"Oh..., maaf, Maryam."
Kuhapus dua butir air yang jatuh dari mataku.
"Kalian masih sering ke sini, De?" tanya Maryam.
"Iya, Maryam. Andre sering minta dibelikan nasi goreng seafood. Kamu masih ingat kan menu favoritnya di café ini?"
Maryam mengangguk.
"Bagaimana denganmu Maryam? Mengapa kamu belum menikah? Apakah kamu belum bisa melupakan Andre?" tanyaku hati-hati.
"Aku sudah berusaha, De, namun waktu dan jarak yang demikian jauh terentang tidak sanggup menghapus perasaanku. Tak perlu khawatir De, Andre adalah masa laluku, dan ia juga telah menjadi masa depanmu. Aku tidak akan menganggunya. Bagiku cinta tidak lagi menjadi sesuatu yang sangat berharga."
"Apa maksudmu, Maryam? Bukankan cinta adalah hal paling mendasar dalam membina hubungan dengan seseorang?"

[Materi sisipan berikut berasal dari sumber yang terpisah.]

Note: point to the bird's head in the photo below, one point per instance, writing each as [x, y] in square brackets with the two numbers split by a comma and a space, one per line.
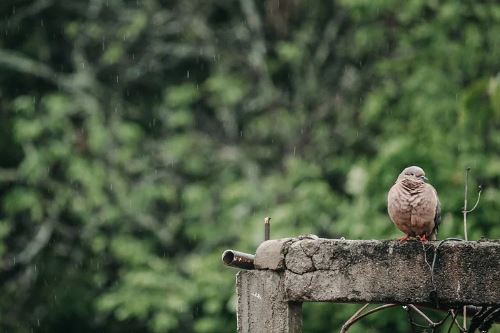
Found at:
[413, 174]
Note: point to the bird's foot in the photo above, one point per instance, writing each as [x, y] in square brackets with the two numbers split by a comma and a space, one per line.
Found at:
[423, 238]
[403, 239]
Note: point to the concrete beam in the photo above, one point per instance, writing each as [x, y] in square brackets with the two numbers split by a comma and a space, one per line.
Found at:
[382, 271]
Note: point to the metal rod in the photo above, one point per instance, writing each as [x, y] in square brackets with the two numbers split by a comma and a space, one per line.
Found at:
[238, 259]
[267, 228]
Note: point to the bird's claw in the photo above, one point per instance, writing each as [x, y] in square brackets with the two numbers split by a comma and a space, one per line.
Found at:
[403, 239]
[423, 238]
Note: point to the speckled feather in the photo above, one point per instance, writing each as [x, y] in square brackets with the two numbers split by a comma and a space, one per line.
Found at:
[413, 204]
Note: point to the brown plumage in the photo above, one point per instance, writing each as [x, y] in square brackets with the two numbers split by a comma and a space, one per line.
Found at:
[413, 205]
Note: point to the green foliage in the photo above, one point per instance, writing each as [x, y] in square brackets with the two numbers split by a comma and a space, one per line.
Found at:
[141, 139]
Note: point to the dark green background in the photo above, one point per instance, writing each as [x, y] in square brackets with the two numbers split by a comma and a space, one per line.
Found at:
[139, 139]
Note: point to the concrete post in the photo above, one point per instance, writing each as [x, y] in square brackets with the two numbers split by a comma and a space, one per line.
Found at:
[262, 307]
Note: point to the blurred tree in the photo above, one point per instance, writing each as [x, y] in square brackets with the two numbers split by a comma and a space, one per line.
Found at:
[140, 139]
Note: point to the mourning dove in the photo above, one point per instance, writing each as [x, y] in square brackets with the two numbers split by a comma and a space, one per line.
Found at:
[413, 205]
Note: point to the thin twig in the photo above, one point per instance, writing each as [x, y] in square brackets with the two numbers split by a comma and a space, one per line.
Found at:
[423, 315]
[477, 201]
[465, 202]
[458, 325]
[353, 319]
[453, 320]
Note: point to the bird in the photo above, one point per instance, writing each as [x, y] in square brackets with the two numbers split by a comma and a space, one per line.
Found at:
[413, 205]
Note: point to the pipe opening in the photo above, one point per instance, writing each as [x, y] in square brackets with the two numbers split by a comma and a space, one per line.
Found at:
[228, 257]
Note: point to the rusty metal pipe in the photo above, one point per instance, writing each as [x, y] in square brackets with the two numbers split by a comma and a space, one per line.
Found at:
[238, 259]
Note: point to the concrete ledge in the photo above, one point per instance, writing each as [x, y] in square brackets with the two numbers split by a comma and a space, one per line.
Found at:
[385, 271]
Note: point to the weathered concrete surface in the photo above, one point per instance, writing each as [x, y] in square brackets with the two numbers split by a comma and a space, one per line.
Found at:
[270, 254]
[262, 306]
[386, 271]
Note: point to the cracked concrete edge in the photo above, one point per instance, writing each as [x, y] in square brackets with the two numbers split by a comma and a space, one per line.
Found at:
[387, 271]
[271, 254]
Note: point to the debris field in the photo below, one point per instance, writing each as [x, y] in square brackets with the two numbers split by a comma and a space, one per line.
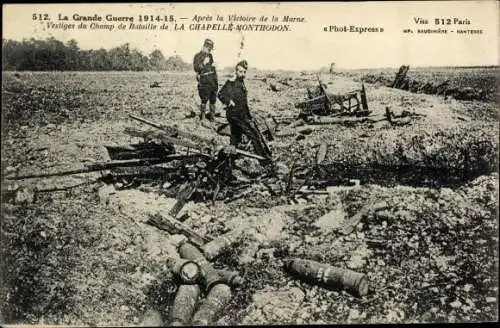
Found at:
[380, 206]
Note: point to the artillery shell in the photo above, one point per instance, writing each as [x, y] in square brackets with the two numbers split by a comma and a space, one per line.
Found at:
[231, 278]
[185, 303]
[321, 153]
[187, 270]
[211, 277]
[219, 245]
[190, 252]
[215, 302]
[354, 282]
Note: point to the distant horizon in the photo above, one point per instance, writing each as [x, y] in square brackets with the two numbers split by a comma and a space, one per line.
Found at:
[306, 45]
[176, 54]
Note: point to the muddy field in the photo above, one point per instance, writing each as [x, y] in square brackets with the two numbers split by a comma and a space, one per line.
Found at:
[78, 251]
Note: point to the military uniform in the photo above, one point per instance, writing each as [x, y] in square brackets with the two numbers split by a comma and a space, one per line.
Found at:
[206, 76]
[238, 116]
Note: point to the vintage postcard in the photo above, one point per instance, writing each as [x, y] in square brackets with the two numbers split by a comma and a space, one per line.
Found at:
[267, 163]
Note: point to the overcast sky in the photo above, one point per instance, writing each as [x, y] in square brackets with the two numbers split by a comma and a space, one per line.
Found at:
[306, 46]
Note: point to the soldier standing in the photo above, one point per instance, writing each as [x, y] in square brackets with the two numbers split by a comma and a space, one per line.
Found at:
[206, 76]
[234, 96]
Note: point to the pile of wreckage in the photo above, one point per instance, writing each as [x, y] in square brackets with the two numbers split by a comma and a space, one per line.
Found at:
[322, 107]
[195, 170]
[203, 173]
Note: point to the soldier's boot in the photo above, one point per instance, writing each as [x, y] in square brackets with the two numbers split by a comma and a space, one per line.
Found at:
[203, 108]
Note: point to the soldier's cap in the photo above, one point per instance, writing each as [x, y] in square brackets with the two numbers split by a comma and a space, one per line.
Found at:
[208, 43]
[243, 64]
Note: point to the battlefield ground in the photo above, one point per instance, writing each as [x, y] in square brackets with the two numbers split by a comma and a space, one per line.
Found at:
[77, 251]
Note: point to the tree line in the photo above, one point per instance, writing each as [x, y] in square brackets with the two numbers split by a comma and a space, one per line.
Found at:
[54, 55]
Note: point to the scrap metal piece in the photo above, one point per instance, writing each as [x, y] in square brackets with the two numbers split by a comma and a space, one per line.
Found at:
[215, 303]
[185, 303]
[220, 244]
[330, 276]
[188, 271]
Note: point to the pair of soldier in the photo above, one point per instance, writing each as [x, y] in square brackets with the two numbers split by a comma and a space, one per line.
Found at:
[233, 95]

Aih, betapa naifnya aku. Bagaimana mungkin aku mempertanyakan arti cinta pada Maryam? Bukankah Andre juga tidak mencintai aku tapi aku mengambilnya dari Maryam?
"Aku akan menikah, De. Ia pria yang jauh lebih tua dariku, tepatnya tujuh belas tahun di atasku. Kami bertemu di pesawat dua tahun lalu dalam perjalanan bisnisku dari Lampung ke Jakarta."
Aku terperanjat. Salahkah pendengaranku?